Federal prosecutors in Maryland have charged a former government lawyer with criminal conflict of interest and another crime for not disclosing he had an outside law practice and representing a company seeking a government contract.
Jeffrey Ross Williams, a Potomac resident, faces a maximum of 10 years in prison and a $500,000 fine if convicted on both counts, according to the U.S. Attorney’s office.
Williams touted his “high-visibility federal government experience” and “insiders’ knowledge…of Executive Branch decision making,” on his law firm’s website while working for the government, according to information filed by prosecutors in U.S. District Court in Greenbelt.
Williams was admitted to the District of Columbia Bar in 1988 and was in-house counsel for the Consumer Products Safety Commission between September 2005 and March 2008. He founded The Williams Law Group PLLC in Washington in 2003.
Executive-branch officials must report any outside positions and sources of income. Williams did not report income from his firm on the financial disclosure reports he filed for 2005 and 2006, according to prosecutors.
“The fact that Williams maintained a law practice outside of the CPSC was important to ethics officials, because the practice involved federal government agencies and was therefore prohibited by law, among other reasons,” prosecutors wrote in court papers filed Monday.
A message left at Williams’ office on Tuesday was not returned.
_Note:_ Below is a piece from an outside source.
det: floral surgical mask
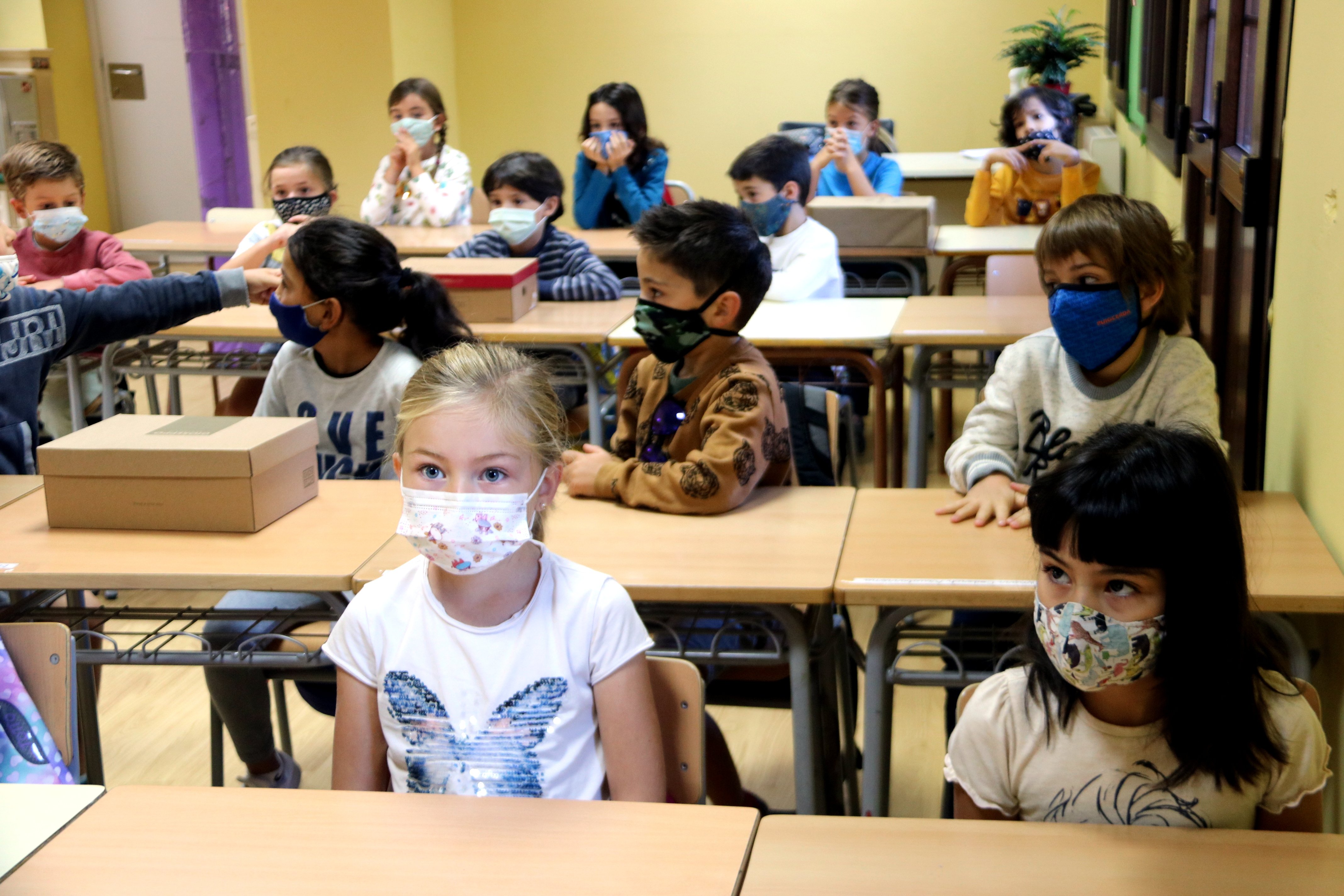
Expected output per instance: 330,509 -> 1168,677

In his private practice, Williams represented a foreign company, V Ltd., seeking to supply the U.S. Army with batteries for armored personnel carriers during summer 2006, according to prosecutors. Williams and company officials met with Army procurement officers, and Williams received a monthly retainer of $8,000 from the company for his work, according to prosecutors.
“Williams’ official position with CPSC did not provide for the payment of such compensation,” prosecutors wrote in court filings.
Williams served as assistant general counsel for enforcement and information and assistant general counsel for regulatory affairs with the consumer commission. In addition to the conflict of interest count, he is charged with making a false statement to a federal agency.